On November 1, 2005, Bio-Solutions International, Inc. ("Bio-Solutions") entered into an Agreement and Plan of Merger (the "Agreement") with OmniMed Acquisition Corp., (the "Acquirer), a Nevada corporation and a wholly owned subsidiary of Bio-Solutions, OmniMed International, Inc., a Nevada corporation ("OmniMed"), and the shareholders of OmniMed (the "OmniMed Shareholders"). Pursuant to the Agreement, Bio-Solutions acquired all of the outstanding equity stock of OmniMed from the OmniMed Shareholders. As consideration for the acquisition of OmniMed, Bio-Solutions agreed to issue 9,894,900 shares of Bio-Solutions' common stock to the OmniMed Shareholders.

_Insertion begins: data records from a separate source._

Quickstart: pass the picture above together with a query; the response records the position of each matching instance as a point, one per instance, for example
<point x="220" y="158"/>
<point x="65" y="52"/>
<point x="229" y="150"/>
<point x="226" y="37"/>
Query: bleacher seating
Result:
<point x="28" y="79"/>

These issuances were deemed to be exempt under rule 506 of Regulation D and Section 4(2) of the Securities Act of 1933, as amended since, among other things, the transaction did not involve a public offering, the investors were accredited investors and/or qualified institutional buyers, the investors had access to information about the company and their investment, the investors took the securities for investment and not resale, and the Company took appropriate measures to restrict the transfer of the securities.

As a result of the Agreement, the OmniMed Shareholders assumed control of Bio-Solutions. Effective November 21, 2005 Bio-Solutions changed its name to OmniMed International, Inc. Effective January 17, 2006; OmniMed changed its name to Medefile International, Inc. ("Medefile" or "the Company").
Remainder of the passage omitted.